- Born: Drucilla Glover 1924 Ripon, North Yorkshire
- Died: 4 December 1998, aged 74
- Education: Queen Margaret's School, York, Harrogate School of Art
- Known for: Antique, life drawing, landscape painting, abstract art
- Spouse: John Bowett
- Elected: Fellow of the Royal Society of Arts

= Druie Bowett =

English artist

Druie Bowett (1924–1998) was an English artist who was a member of The Midland Group and Women's International Art Club, and Fellow of the Royal Society of Arts.

==Life and career==
Born Drucilla Glover in Ripon, North Yorkshire in 1924, Bowett attended the Queen Margaret's School, York before studying at the Harrogate School of Art under John Cooper, a pupil of Walter Sickert. She became a close friend of Hungarian artist Jean-Georges Simon during her time at Harrogate, and later worked alongside notable artists such as Henry Moore, Graham Sutherland, Terry Frost and Prunella Clough. She was an active member of the prestigious Midland Group - 'a regionally influential collective of Modernist painters based in Nottingham with links to the St Ives School and Wilhelmina Barns-Graham' - and through this formed an enduring friendship with its founding member, Evelyn Gibbs. She married John Bowett in 1943, whose death in 1994 inspired 'an extraordinary series of paintings' shown at the Pierrepoint Gallery, Nottinghamshire.

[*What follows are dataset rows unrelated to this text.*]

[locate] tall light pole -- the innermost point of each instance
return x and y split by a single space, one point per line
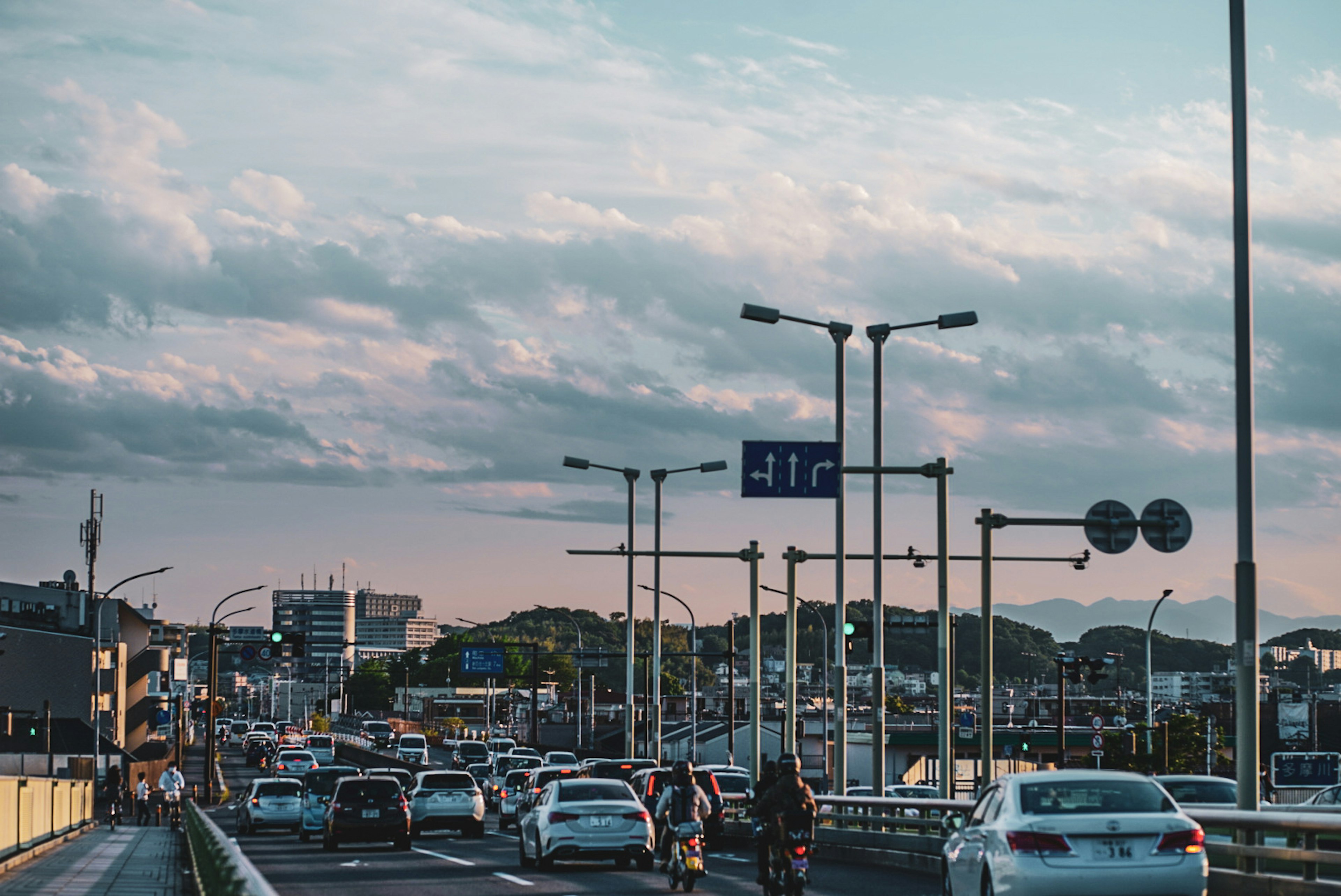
879 333
694 673
211 689
1150 676
578 711
631 477
659 478
97 663
838 333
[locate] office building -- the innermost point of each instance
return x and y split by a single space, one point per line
327 619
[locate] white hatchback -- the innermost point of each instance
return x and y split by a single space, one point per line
1060 833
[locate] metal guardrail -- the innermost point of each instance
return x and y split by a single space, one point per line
218 864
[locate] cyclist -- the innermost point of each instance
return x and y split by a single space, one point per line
682 803
172 784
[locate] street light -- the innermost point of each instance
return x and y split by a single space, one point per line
578 713
97 666
631 477
694 668
879 333
659 478
1150 676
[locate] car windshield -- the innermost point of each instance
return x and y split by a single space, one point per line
591 791
368 791
279 789
1092 796
1202 791
322 783
447 781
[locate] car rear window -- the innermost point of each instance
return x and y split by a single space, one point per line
279 789
584 791
371 789
1202 791
1093 796
447 781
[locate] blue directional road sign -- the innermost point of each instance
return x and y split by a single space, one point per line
482 660
789 469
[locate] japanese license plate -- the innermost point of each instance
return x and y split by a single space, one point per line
1112 850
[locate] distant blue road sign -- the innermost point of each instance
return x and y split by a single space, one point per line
789 470
482 660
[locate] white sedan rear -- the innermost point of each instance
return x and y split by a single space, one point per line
588 820
1060 833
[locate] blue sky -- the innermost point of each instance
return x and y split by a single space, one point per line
313 284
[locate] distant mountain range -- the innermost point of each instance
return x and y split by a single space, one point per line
1210 619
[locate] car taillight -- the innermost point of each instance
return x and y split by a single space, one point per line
1033 843
1183 842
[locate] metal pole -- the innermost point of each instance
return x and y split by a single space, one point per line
656 623
755 746
840 549
985 710
789 741
878 656
1246 722
945 662
629 674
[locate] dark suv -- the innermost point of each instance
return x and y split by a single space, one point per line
367 811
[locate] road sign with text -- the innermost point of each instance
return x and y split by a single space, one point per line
789 469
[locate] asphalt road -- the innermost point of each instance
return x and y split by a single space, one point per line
490 866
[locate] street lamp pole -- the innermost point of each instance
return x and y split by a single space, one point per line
631 477
1150 676
97 664
578 713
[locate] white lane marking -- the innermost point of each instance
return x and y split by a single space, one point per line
430 852
514 879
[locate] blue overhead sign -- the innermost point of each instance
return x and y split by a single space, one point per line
482 660
789 469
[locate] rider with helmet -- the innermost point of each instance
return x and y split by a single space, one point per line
682 803
786 803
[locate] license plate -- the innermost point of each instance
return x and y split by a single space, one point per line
1115 848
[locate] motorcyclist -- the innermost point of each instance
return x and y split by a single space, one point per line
682 803
785 804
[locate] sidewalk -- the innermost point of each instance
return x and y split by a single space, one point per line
132 862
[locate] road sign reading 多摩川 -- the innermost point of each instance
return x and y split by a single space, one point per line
789 469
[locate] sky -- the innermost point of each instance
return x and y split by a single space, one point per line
312 285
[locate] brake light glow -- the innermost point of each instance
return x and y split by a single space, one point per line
1183 842
1032 843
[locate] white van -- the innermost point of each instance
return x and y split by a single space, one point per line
412 748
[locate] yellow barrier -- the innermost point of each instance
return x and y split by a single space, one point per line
34 811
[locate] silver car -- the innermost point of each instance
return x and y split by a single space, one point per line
446 800
1060 833
270 804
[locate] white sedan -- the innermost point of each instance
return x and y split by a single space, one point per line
1060 833
585 819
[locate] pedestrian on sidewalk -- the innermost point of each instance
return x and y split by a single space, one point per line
142 792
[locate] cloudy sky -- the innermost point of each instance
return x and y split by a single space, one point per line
309 284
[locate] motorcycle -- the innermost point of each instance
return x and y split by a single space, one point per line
686 866
790 862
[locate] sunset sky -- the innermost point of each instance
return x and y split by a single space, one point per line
309 284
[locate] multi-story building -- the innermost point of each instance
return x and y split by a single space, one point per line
396 632
369 604
327 619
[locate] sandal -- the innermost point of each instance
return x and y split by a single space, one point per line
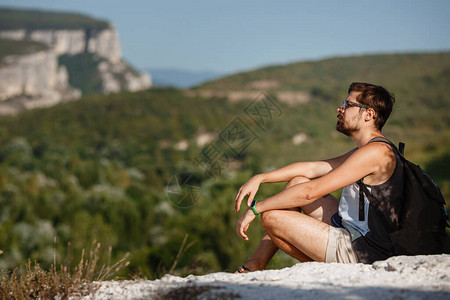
243 269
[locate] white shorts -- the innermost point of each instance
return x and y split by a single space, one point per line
339 248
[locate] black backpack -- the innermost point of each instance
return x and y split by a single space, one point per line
423 218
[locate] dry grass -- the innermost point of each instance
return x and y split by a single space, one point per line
32 282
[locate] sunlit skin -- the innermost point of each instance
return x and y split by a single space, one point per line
305 236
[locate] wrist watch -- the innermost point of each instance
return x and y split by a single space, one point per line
252 206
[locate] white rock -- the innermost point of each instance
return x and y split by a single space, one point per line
419 277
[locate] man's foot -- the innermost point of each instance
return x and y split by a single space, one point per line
242 269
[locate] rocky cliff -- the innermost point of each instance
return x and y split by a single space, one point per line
30 79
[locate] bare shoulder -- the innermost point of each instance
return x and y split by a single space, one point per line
382 158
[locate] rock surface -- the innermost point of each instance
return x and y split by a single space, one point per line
38 80
419 277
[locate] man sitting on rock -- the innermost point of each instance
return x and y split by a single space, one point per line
329 230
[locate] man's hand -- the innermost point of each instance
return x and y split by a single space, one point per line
249 188
244 222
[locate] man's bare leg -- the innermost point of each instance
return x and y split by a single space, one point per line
322 210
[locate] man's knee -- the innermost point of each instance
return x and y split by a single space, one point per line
297 180
270 219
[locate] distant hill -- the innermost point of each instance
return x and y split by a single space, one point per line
52 57
13 18
178 78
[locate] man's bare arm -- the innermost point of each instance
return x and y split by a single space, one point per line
309 170
361 163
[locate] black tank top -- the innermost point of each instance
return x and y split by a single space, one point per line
383 217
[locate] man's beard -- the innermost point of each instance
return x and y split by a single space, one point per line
341 127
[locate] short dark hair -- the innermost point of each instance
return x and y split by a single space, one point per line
377 98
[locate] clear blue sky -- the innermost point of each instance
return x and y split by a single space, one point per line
235 35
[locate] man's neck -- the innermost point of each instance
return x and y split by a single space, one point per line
362 138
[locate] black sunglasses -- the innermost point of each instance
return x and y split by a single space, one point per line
348 103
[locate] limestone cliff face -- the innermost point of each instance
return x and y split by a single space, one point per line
37 79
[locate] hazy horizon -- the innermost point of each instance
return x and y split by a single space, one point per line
238 36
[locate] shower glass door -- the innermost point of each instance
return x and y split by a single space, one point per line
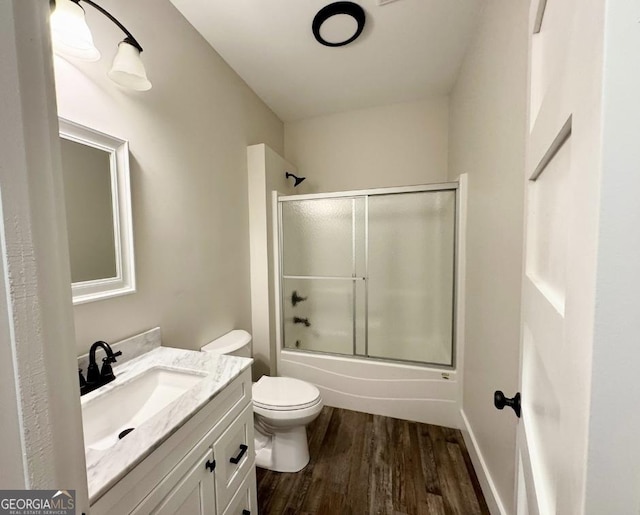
410 276
322 260
370 274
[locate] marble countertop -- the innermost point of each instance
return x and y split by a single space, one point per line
106 467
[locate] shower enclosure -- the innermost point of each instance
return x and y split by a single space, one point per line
370 274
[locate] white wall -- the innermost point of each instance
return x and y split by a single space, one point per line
394 145
614 453
266 173
188 138
41 430
486 138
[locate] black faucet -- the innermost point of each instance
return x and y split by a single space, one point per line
95 377
298 320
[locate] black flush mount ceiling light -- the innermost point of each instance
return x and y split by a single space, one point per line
339 8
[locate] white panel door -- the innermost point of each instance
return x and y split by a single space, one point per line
562 178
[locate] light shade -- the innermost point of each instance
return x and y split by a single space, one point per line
70 33
127 69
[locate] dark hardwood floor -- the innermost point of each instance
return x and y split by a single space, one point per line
366 464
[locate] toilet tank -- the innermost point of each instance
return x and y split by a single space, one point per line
235 343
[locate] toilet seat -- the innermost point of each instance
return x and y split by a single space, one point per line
284 394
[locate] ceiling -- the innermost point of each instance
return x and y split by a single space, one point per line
409 50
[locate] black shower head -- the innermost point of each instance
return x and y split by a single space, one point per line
298 179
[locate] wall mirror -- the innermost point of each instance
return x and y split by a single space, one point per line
95 169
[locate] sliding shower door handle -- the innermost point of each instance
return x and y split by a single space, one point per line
500 401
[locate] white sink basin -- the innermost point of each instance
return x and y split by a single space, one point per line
129 404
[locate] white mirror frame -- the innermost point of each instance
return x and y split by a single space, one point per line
124 282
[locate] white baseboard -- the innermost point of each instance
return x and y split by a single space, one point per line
496 507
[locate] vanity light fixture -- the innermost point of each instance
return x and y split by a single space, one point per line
339 9
72 37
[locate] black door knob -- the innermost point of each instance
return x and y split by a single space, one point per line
500 401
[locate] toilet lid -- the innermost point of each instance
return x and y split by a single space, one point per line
284 393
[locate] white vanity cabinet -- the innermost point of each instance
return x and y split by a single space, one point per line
207 467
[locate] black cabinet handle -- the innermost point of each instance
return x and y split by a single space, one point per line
236 460
500 401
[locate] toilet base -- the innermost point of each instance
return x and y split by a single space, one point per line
286 450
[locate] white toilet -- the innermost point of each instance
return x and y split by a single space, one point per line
282 407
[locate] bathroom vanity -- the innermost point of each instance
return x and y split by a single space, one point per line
194 455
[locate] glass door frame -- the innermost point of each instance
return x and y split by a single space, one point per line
279 200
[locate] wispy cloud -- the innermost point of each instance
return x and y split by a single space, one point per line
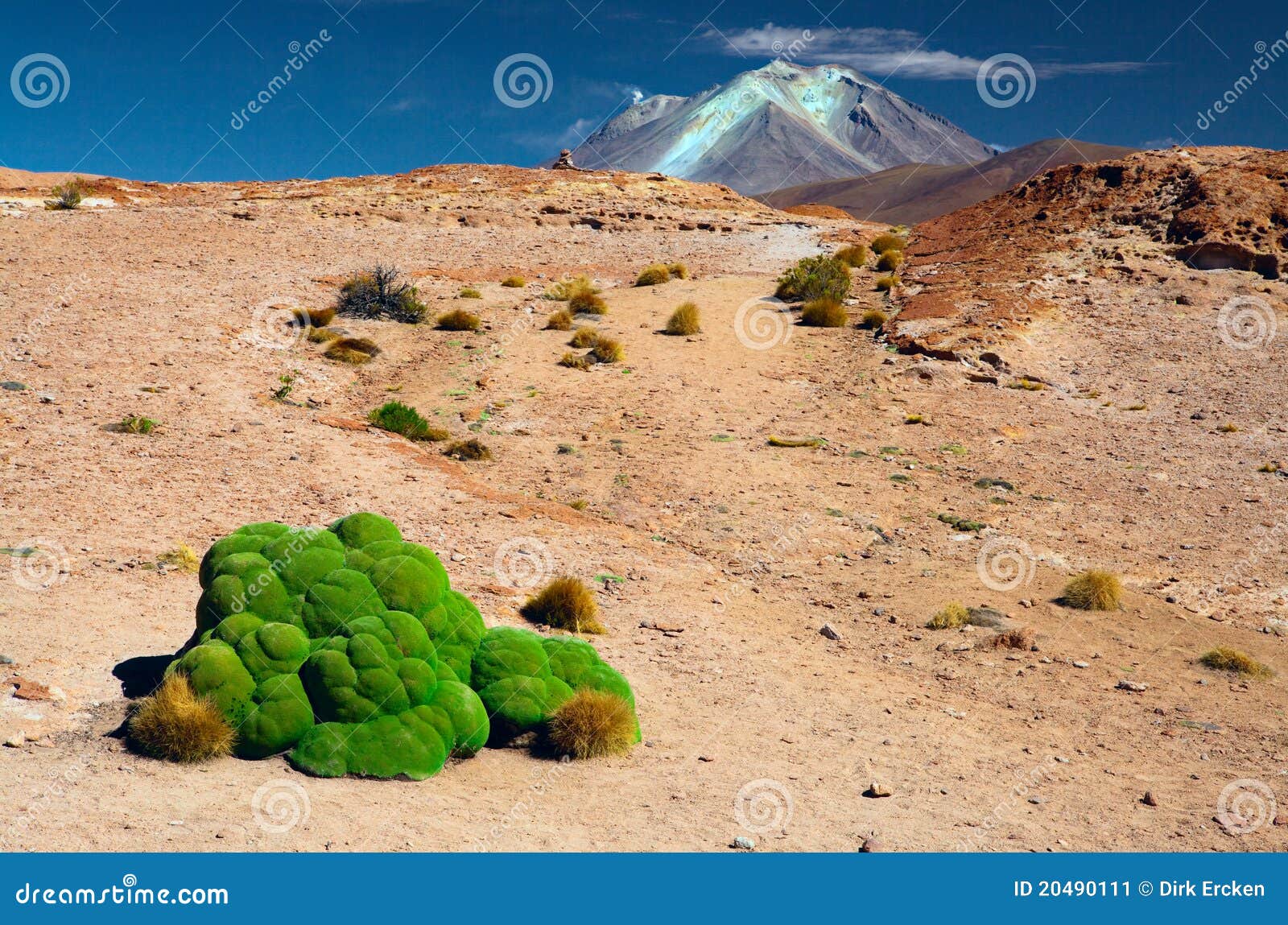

Alongside her artistic career, Bowett had many public responsibilities including acting as 'committee member, then chair, of the governing bodies of Chesterfield and Loughborough Colleges of Art and Design', and was later elected Fellow of the Royal Society of Arts.

==Art==
Bowett's early work drew from antique, life drawing and industrial and pastoral landscape, with her focus at the Harrogate School of Art being on Fine Art. During her studies, she became profoundly influenced by the Hungarian artist Jean-Georges Simon, whose work 'opened her eyes to a wider European modern style of clean bright colour and formal discipline', and informed the 'confident abstraction' of her later work. An active member of The Midland Group, her paintings featured in many of their exhibitions held in Nottingham between 1940-60. During the 1950s, Bowett's work became increasingly abstractionist, with 'a hard-won clarity and abstraction of form [being] achieved during the 1960s in such paintings as Brown and Yellow and Wookery'. In 1957 she was included as one of the 'Young Artists of Promise' in Jack Beddington's book. Bowett's paintings in her 1995 exhibition, 'Given Space', at the Cartwright Hall, Bradford, were described as having shown her to be 'a painter at the height of her powers...[showing] bravura displays of colour, light and form, about sensations of space, nearness and distance'.

Bowett exhibited consistently over five decades, with exhibitions at the Royal Academy of Arts, the Paris Salon, the Royal Society of Arts and the Royal Society of Portrait Painters.